In her ever-folksy and acerbic style, Ivins used her columns to point out how the Bush administration, in the name of national security and patriotism, has infringed on Americans' valued constitutional rights and usurped excessive power. In a July 2005 column, she wrote: "We suffer the worst attack on this country since Pearl Harbor, and the Bush administration sends the FBI after the American Civil Liberties Union. The ACLU exists to protect every citizen's rights as defined in the Bill of Rights in the Constitution of the United States.
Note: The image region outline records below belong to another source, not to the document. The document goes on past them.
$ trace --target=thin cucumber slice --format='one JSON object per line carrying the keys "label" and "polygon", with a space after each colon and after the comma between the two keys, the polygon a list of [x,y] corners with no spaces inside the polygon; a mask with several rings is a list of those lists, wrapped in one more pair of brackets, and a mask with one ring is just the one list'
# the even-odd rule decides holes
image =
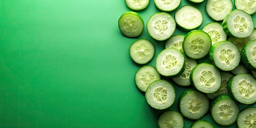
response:
{"label": "thin cucumber slice", "polygon": [[198,91],[187,89],[179,98],[179,107],[182,115],[189,119],[198,119],[209,109],[209,100],[206,96]]}
{"label": "thin cucumber slice", "polygon": [[146,92],[152,82],[161,78],[161,76],[156,68],[151,66],[144,66],[136,72],[135,83],[139,90]]}
{"label": "thin cucumber slice", "polygon": [[182,46],[184,37],[185,36],[181,35],[172,36],[166,41],[166,42],[165,43],[165,49],[174,47],[180,50],[182,52],[184,52]]}
{"label": "thin cucumber slice", "polygon": [[167,110],[160,115],[158,124],[159,128],[183,128],[184,119],[180,113],[174,110]]}
{"label": "thin cucumber slice", "polygon": [[231,70],[231,72],[235,74],[235,75],[238,75],[240,74],[243,74],[243,73],[246,73],[247,74],[249,72],[248,69],[245,67],[243,65],[238,65],[235,69],[233,70]]}
{"label": "thin cucumber slice", "polygon": [[175,48],[163,50],[156,58],[156,69],[164,76],[174,77],[180,76],[185,70],[185,66],[184,54]]}
{"label": "thin cucumber slice", "polygon": [[139,11],[146,9],[149,0],[125,0],[125,3],[130,9]]}
{"label": "thin cucumber slice", "polygon": [[203,23],[201,12],[191,5],[185,5],[178,10],[174,18],[178,27],[186,31],[196,29]]}
{"label": "thin cucumber slice", "polygon": [[222,26],[218,22],[211,22],[206,25],[202,30],[209,35],[212,39],[212,45],[217,42],[227,40],[227,34]]}
{"label": "thin cucumber slice", "polygon": [[197,65],[197,62],[196,60],[186,58],[186,68],[185,70],[180,76],[172,78],[172,80],[176,84],[182,86],[187,86],[191,85],[189,81],[189,75],[190,72],[194,67]]}
{"label": "thin cucumber slice", "polygon": [[192,69],[190,80],[192,85],[197,90],[205,93],[211,93],[220,87],[221,76],[215,66],[202,63]]}
{"label": "thin cucumber slice", "polygon": [[212,46],[211,37],[202,30],[193,30],[188,33],[183,42],[185,54],[193,59],[201,59],[208,54]]}
{"label": "thin cucumber slice", "polygon": [[228,82],[229,79],[234,76],[234,75],[226,71],[220,71],[221,75],[221,84],[219,89],[212,93],[206,94],[207,97],[211,100],[213,100],[215,97],[220,94],[229,94],[228,91]]}
{"label": "thin cucumber slice", "polygon": [[237,123],[239,128],[256,127],[256,107],[243,109],[238,115]]}
{"label": "thin cucumber slice", "polygon": [[250,105],[256,102],[256,79],[249,74],[241,74],[228,82],[228,91],[238,102]]}
{"label": "thin cucumber slice", "polygon": [[148,39],[140,39],[133,42],[130,47],[130,55],[139,64],[145,64],[150,61],[155,55],[155,46]]}
{"label": "thin cucumber slice", "polygon": [[256,71],[256,39],[249,42],[244,46],[241,57],[247,68]]}
{"label": "thin cucumber slice", "polygon": [[159,11],[166,12],[174,11],[180,5],[180,0],[154,0],[156,8]]}
{"label": "thin cucumber slice", "polygon": [[149,35],[157,41],[164,41],[171,37],[174,32],[176,23],[169,13],[158,12],[150,17],[147,23]]}
{"label": "thin cucumber slice", "polygon": [[233,3],[231,0],[207,0],[205,8],[210,17],[215,21],[221,21],[233,9]]}
{"label": "thin cucumber slice", "polygon": [[254,30],[254,23],[251,15],[238,9],[232,11],[225,18],[222,26],[227,35],[238,38],[247,37]]}
{"label": "thin cucumber slice", "polygon": [[134,38],[140,36],[144,29],[144,21],[138,13],[125,12],[119,18],[118,27],[124,36]]}
{"label": "thin cucumber slice", "polygon": [[249,14],[256,12],[255,0],[235,0],[236,9],[243,10]]}
{"label": "thin cucumber slice", "polygon": [[212,45],[210,51],[210,60],[221,70],[231,70],[240,62],[238,48],[229,41],[221,41]]}
{"label": "thin cucumber slice", "polygon": [[215,98],[210,110],[215,122],[222,125],[229,125],[235,123],[240,111],[237,103],[226,94],[221,94]]}
{"label": "thin cucumber slice", "polygon": [[169,82],[160,79],[153,82],[145,93],[147,102],[156,109],[164,109],[170,107],[174,102],[174,88]]}
{"label": "thin cucumber slice", "polygon": [[190,126],[189,128],[214,128],[214,126],[209,122],[203,120],[199,119],[194,122]]}

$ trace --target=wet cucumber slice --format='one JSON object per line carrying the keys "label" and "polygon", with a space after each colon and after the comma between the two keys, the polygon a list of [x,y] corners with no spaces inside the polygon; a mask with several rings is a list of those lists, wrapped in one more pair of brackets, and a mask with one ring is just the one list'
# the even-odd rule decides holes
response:
{"label": "wet cucumber slice", "polygon": [[174,110],[167,110],[160,115],[158,124],[159,128],[183,128],[184,119],[180,113]]}
{"label": "wet cucumber slice", "polygon": [[134,38],[140,36],[144,29],[144,21],[138,13],[125,12],[119,18],[118,27],[124,36]]}

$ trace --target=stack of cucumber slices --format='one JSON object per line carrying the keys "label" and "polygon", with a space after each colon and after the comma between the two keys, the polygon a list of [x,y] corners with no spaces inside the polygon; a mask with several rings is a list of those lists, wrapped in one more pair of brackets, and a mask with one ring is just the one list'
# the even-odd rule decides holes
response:
{"label": "stack of cucumber slices", "polygon": [[[123,35],[137,38],[129,49],[131,60],[141,67],[134,83],[150,107],[163,110],[156,123],[256,127],[256,18],[252,17],[256,1],[184,2],[154,0],[156,12],[145,23],[139,13],[146,11],[149,1],[126,0],[132,11],[118,22]],[[203,3],[205,10],[197,7]],[[207,16],[211,21],[203,22]],[[177,29],[186,34],[176,34]],[[144,32],[151,38],[140,38]],[[163,42],[165,47],[155,55],[155,46]],[[188,126],[186,121],[194,123]]]}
The ACLU works solely through the legal system: It does not advocate violence, terrorism or any other damn thing except the Bill of Rights. Since when is that extremist? … We are living in a time when our government is investigating an organization that stands for the highest and best American ideals."
Ivins was born in Monterey, California, and raised in Houston, Texas. After a high school career active in extracurricular activities, including yearbook staff, journalism on the school newspaper, The Review, and the drama club, she earned her B.A. at Smith College, and a master's degree at Columbia University's school of journalism. She also studied at the Institute of Political Science in Paris for a year.
Her first newspaper job was in the complaint department of the Houston Chronicle, followed by the position of, as she put it, "sewer editor," responsible for reporting on the nuts-&-bolts of local city life. Over the years, Ivins worked at the Minneapolis Tribune, the Texas Observer, and The New York Times. Her colorful style clashed with Times expectations, and in 1982, after she called a "community chicken-killing festival" a "gang-pluck," she was dismissed.
From 1982, she wrote for the Dallas Times Herald and then for the Fort Worth Star-Telegram until 2001, when she became an independent journalist. Her column, distributed by Creators Syndicate at the end of her life, appeared in nearly 400 papers nationwide.
Ivins died of breast cancer at her Austin, Texas, home in hospice care on January 31, 2007, at age 62.